To draw a contrast, “How the West Was 1010001” from Season 11 focuses on satirizing cryptocurrency, and it does so in a clever way that does not use a specific event involving cryptocurrency as a crutch for all of its references. It also sets the episode in a location filled with tropes and caricatures of the Western genre, allowing the writers to use a Western parody as a vehicle for making fun of cryptocurrency.
This is not to say that “Futurama” has never drawn from real-world events and trends to write an episode before. Episodes like “Decision 3012,” “The Butterjunk Effect,” and “Proposition Infinity,” all from “Futurama’s” second revival by Comedy Central, all drew inspiration from things happening in the real world. “Futurama” has even done this badly before. The episode “Bend Her” has aged poorly in recent years.
To write good satire about a current trend, “Futurama” must be creative in portraying it. After all, in “Zapp Gets Canceled,” Zapp Brannigan doesn’t get canceled on Twitter for bad posts. He gets court-martialed, where the court pronounces him “canceled.”
It should be noted that episodes from the Comedy Central revival and the original run on Fox have the benefit of time.

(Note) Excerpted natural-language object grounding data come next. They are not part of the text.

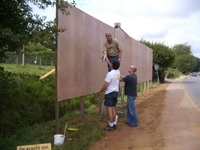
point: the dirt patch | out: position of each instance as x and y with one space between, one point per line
148 135
168 120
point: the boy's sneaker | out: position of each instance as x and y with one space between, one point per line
109 128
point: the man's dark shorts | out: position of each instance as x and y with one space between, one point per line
111 99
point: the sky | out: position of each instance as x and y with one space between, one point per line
169 21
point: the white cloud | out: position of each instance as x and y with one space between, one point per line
169 21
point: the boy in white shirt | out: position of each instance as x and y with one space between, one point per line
111 88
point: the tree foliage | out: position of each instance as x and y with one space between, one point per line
184 60
19 24
162 55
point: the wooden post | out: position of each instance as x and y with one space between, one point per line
82 108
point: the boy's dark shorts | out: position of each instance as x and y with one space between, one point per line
111 99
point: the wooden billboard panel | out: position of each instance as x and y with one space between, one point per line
80 70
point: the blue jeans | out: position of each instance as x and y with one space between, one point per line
111 59
131 111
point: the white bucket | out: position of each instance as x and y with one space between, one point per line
59 139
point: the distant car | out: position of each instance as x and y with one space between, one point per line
194 74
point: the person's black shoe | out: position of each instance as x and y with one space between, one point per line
109 128
132 125
114 127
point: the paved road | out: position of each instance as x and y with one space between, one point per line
192 86
181 118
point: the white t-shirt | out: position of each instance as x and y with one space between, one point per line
112 78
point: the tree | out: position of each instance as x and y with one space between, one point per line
184 60
18 22
162 55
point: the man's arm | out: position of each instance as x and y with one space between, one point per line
104 87
120 55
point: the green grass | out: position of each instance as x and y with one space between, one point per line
30 69
88 131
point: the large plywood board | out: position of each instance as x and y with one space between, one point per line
80 70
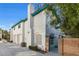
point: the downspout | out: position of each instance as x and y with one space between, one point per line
31 21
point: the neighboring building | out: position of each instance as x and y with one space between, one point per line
34 29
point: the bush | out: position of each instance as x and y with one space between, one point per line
23 44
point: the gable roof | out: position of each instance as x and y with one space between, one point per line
19 22
39 10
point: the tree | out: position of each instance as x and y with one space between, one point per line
70 12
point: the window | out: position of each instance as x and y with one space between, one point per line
19 26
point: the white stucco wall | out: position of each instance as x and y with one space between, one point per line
1 34
27 33
40 29
17 33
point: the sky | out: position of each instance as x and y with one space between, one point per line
11 13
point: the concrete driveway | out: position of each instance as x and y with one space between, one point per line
11 49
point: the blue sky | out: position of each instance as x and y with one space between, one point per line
11 13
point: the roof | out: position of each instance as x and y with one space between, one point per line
39 10
19 23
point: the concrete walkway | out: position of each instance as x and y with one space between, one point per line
10 49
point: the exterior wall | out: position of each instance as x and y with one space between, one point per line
40 29
69 46
27 33
17 34
0 34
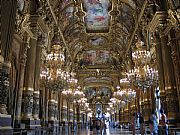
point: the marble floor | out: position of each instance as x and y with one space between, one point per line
111 131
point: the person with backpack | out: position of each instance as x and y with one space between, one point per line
141 121
163 127
153 124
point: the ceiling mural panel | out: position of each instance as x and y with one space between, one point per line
97 18
96 57
97 41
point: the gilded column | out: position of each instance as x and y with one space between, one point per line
175 54
27 102
8 15
147 106
51 107
37 78
160 67
22 59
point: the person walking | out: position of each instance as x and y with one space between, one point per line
133 123
141 122
153 124
163 127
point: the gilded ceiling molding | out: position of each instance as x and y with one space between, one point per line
159 18
131 3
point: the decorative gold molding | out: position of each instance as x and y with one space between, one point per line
159 18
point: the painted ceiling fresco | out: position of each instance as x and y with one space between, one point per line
97 18
92 92
97 41
67 13
96 57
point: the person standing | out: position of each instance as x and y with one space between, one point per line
153 124
141 121
163 127
133 123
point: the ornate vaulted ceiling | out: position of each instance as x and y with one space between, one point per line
97 34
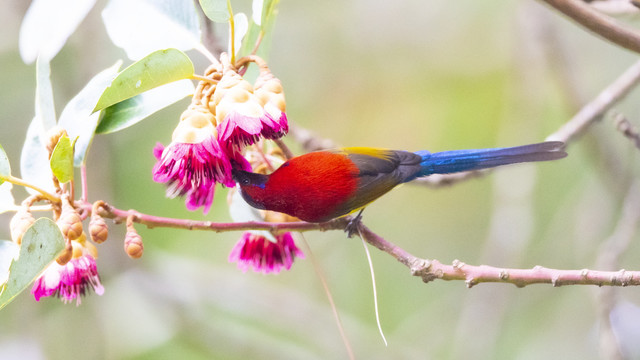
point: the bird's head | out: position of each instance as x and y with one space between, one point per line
252 186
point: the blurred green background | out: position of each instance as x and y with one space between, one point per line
408 74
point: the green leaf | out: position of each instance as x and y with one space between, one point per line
216 10
77 117
34 159
45 110
62 159
256 11
241 25
48 24
8 252
131 111
143 26
7 202
41 244
158 68
5 167
269 12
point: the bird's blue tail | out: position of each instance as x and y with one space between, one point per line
464 160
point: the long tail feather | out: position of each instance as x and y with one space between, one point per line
464 160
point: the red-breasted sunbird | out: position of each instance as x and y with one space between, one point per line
323 185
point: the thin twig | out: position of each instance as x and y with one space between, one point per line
627 129
595 109
430 270
17 181
599 23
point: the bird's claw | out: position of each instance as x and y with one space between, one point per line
353 226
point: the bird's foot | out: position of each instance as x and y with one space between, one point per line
353 225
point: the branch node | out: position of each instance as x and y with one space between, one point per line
584 273
457 264
470 282
504 274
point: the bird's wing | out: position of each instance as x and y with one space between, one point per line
380 170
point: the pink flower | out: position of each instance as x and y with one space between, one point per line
70 281
257 252
193 169
239 129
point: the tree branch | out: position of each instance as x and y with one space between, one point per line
595 109
599 23
430 270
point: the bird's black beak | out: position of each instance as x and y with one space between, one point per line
235 174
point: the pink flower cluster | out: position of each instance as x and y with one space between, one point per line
70 281
261 254
210 137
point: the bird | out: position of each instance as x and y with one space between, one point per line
323 185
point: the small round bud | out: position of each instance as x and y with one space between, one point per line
19 224
69 222
66 256
133 244
98 229
78 249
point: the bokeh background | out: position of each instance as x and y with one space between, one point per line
408 74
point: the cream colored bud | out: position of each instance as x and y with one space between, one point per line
69 222
133 244
98 229
66 255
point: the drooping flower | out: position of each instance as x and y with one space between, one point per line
239 114
263 255
194 161
268 89
70 281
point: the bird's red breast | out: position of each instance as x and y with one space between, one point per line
310 186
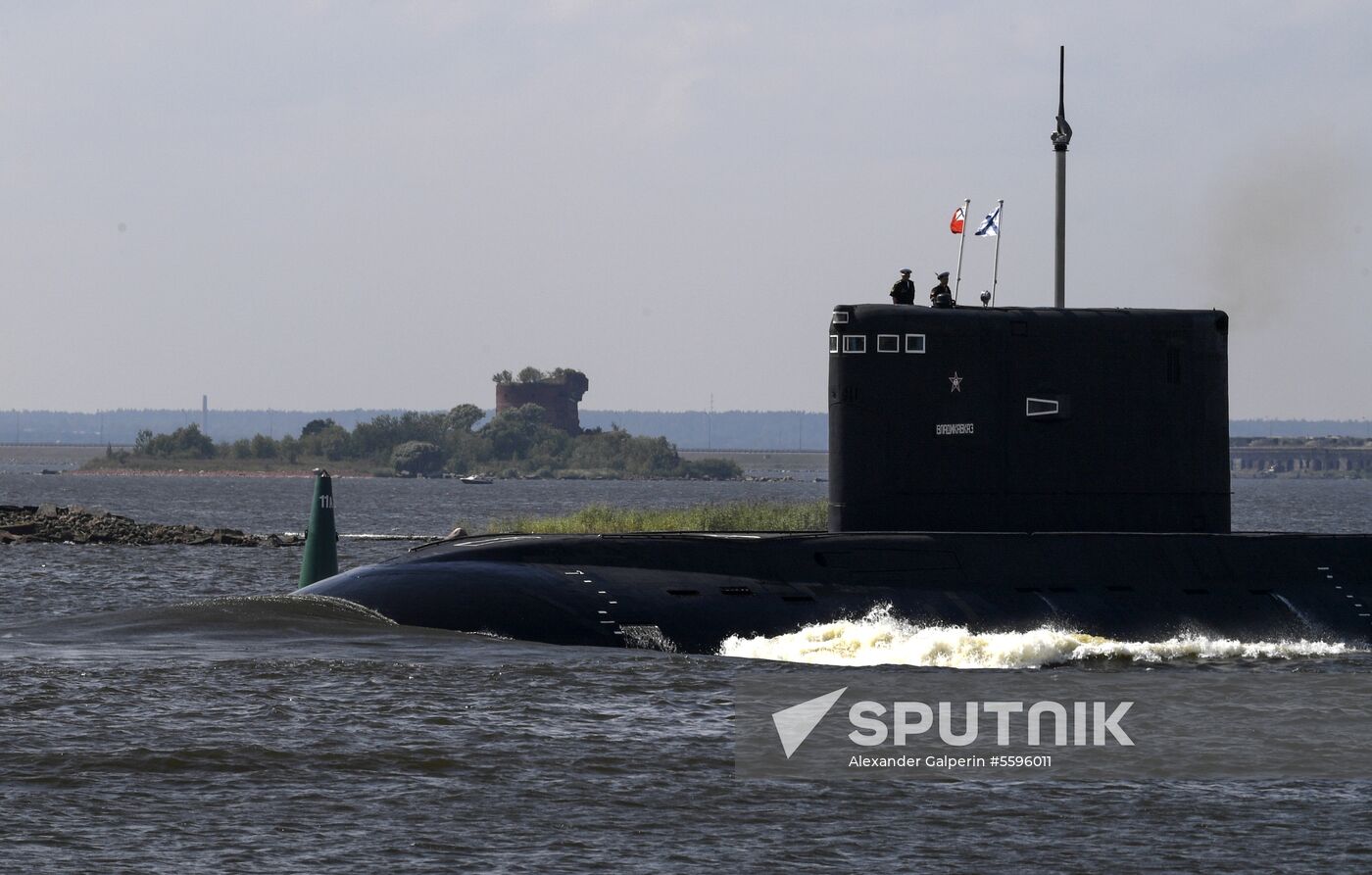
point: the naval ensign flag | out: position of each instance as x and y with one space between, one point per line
959 216
990 225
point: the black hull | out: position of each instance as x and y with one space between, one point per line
692 591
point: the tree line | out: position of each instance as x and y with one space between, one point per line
516 442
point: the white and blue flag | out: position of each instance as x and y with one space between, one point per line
991 225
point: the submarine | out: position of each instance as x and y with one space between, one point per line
992 467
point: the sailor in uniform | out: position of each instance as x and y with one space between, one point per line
903 292
942 295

In the decade since Comedy Central canceled the show, the episodes have had time to age, and the trends they drew from and satirized faded from the immediate public consciousness. Perhaps in another decade, fans will see “One Is Silicone and the Other Gold” and “The One Amigo” (Season 12’s divisive premier) through a lens of nostalgia without directly thinking of the Fyre Festival or NFTs.
But to answer my question: is “Futurama” fumbling Season 12? In my opinion, no. Though I found “Quids Game” and “The Temp” to be lackluster episodes, the latest episodes, “Attack of the Clothes” and “Planet Espresso” were much more entertaining and felt like classic “Futurama” episodes. I am looking forward to the rest of the season.
“Futurama” currently airs on Hulu every Monday at midnight. It has been renewed for two more seasons to be released through 2026.